The voice takes a familiar tone. I heard it first long before Trump was elected, in reference to the medical advances that taught us how football can destroy brains. If I wrote that players need protection—or empathy—I was besieged with responses insisting that players make a lot of money and, at this point, understand the consequences. I found it barbaric (and again, subtly racist). In the last year, those attitudes have intensified. Players, the thinking goes, should not only consider themselves lucky to make so much money to have their brains and bodies altered forever, but they should do it subserviently, and without nonviolent protest. (I can’t help but think of the title of my friend and fellow journalist Bill Rhoden’s book about sports in America: $40 Million Slaves.). These attitudes probably existed long before Donald Trump was elected president, but they were largely unspoken. Trump’s presence in the White House has empowered his followers to bring their anger into the light.
And their anger has made sports a less friendly place for all, a place not for fans, but for misanthropes.

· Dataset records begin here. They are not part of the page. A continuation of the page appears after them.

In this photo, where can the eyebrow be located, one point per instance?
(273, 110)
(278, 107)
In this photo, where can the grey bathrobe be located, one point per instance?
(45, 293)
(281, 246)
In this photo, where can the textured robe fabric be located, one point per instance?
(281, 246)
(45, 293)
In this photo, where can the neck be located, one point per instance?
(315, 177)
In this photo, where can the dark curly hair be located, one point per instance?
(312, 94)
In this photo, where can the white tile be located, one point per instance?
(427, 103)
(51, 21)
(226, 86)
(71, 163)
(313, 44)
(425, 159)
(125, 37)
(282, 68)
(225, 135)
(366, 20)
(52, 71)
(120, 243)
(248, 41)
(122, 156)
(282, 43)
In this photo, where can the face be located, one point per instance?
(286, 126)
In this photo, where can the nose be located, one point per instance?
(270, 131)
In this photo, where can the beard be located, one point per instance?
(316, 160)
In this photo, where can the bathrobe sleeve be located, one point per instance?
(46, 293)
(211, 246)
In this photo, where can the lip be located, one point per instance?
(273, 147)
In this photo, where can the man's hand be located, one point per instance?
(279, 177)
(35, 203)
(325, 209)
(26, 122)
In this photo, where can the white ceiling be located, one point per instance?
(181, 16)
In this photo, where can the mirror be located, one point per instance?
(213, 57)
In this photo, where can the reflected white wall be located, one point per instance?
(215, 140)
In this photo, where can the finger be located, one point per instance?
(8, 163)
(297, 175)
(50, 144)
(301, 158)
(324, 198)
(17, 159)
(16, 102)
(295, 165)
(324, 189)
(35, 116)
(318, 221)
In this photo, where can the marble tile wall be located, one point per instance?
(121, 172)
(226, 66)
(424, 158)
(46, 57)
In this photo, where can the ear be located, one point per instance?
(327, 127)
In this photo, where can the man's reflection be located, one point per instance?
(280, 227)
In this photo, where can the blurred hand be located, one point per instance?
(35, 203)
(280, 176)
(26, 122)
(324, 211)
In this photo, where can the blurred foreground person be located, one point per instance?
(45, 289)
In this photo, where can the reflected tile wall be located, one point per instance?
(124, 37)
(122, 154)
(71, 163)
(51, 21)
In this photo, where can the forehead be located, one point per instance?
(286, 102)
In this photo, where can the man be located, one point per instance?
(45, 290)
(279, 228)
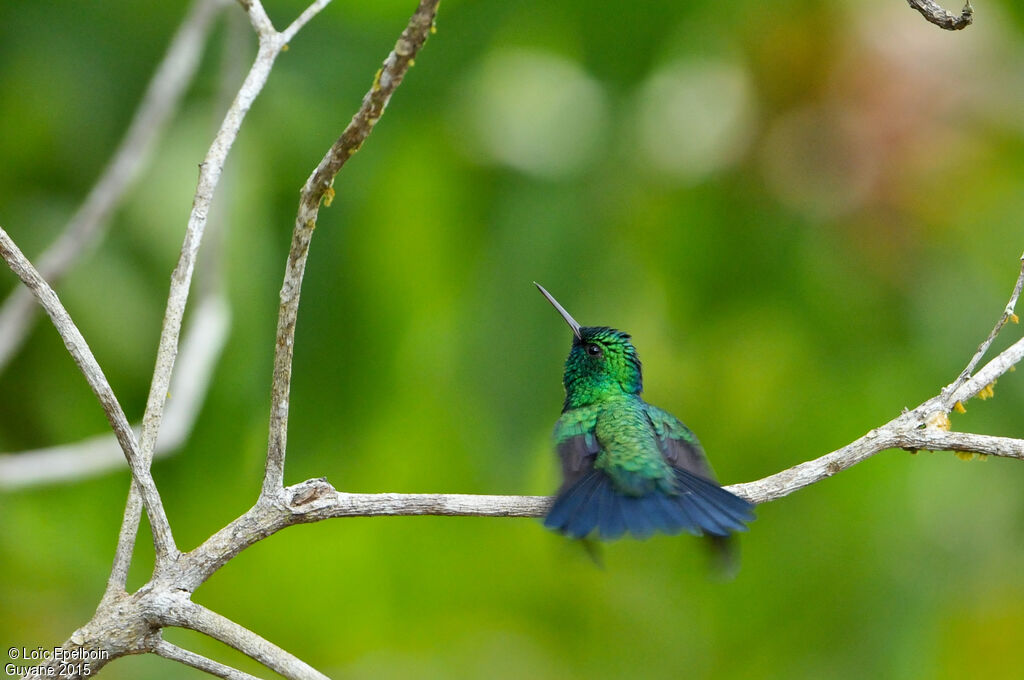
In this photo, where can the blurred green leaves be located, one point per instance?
(806, 215)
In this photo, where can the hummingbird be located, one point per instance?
(629, 466)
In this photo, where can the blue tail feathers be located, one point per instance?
(698, 506)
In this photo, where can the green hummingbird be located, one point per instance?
(629, 466)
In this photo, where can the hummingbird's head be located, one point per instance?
(601, 363)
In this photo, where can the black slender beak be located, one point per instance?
(566, 315)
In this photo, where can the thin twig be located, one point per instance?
(162, 98)
(174, 608)
(201, 348)
(303, 18)
(176, 653)
(210, 170)
(316, 186)
(163, 540)
(1008, 313)
(941, 17)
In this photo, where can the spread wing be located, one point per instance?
(678, 443)
(577, 443)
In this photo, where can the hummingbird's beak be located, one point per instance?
(568, 317)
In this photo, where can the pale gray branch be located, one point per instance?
(1007, 315)
(941, 17)
(77, 347)
(161, 99)
(210, 171)
(174, 608)
(316, 187)
(303, 18)
(174, 652)
(202, 346)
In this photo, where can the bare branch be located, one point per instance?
(174, 652)
(210, 170)
(174, 608)
(257, 16)
(303, 18)
(316, 186)
(86, 363)
(941, 17)
(201, 349)
(161, 99)
(1008, 314)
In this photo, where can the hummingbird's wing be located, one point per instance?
(577, 443)
(678, 443)
(681, 449)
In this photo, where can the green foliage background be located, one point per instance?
(852, 238)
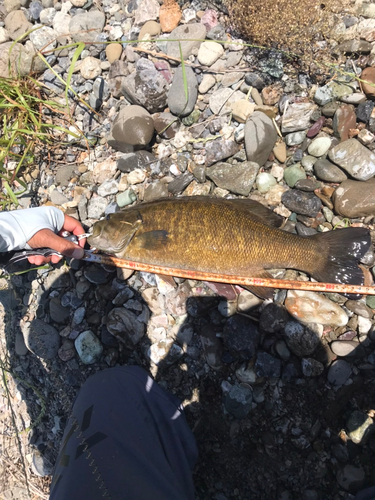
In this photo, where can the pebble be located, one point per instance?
(238, 178)
(339, 372)
(293, 174)
(319, 146)
(355, 199)
(301, 340)
(297, 117)
(301, 202)
(113, 51)
(354, 158)
(310, 307)
(360, 427)
(177, 102)
(209, 53)
(328, 172)
(41, 339)
(260, 137)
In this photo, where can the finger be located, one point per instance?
(74, 226)
(65, 247)
(38, 260)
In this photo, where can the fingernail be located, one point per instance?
(78, 253)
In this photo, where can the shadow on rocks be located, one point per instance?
(275, 412)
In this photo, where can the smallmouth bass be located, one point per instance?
(236, 237)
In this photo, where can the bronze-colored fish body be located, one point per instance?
(226, 236)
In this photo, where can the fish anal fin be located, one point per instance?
(260, 291)
(152, 240)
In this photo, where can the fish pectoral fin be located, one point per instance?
(261, 291)
(168, 279)
(152, 240)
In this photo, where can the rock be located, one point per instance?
(351, 478)
(301, 340)
(169, 15)
(339, 372)
(208, 81)
(354, 158)
(41, 339)
(280, 152)
(221, 100)
(96, 207)
(220, 150)
(364, 111)
(113, 51)
(86, 26)
(124, 325)
(295, 138)
(319, 146)
(190, 36)
(89, 347)
(146, 87)
(260, 137)
(108, 188)
(238, 178)
(133, 126)
(166, 125)
(301, 202)
(297, 117)
(90, 68)
(16, 24)
(360, 427)
(343, 121)
(314, 130)
(310, 307)
(148, 10)
(355, 199)
(42, 36)
(238, 401)
(151, 28)
(265, 182)
(311, 367)
(210, 52)
(242, 109)
(177, 102)
(368, 81)
(241, 337)
(267, 366)
(328, 172)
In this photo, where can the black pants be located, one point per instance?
(127, 438)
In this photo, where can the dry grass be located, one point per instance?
(290, 25)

I think often about Reggie Tucker, the high school basketball coach from Hartford, with his young team of black and Latino players, his love of competition and his undying passion for sport, and humanity. "People feel comfortable saying things today, where not too long ago, people would have told them, `You can’t say that!’" Tucker told me last spring. ”It’s the state of the world. Unfortunately." (I first talked to Tucker last winter; last week he texted me: “I only wish the incident last March was an isolated one. However the world we live in now is truly scary.")
The day after Tucker’s team won last winter, he gathered his players for a debriefing on what had happened in the stands at the game. Tucker is a black man, a teacher, but also a coach to his marrow. "That night," he says, "We just wanted to beat the number one team in the conference on their home court. The day after the game, I was talking to my team and I wanted to see if they fully processed [the chants]. Young kids with testosterone. One of the guys said, `It doesn’t matter. We kicked their asses.’"
The games can be so simple. A win, a loss. A laugh, a tear. But they are far more complex today than a year ago. They are the canvas on which the story of a divided land is painted.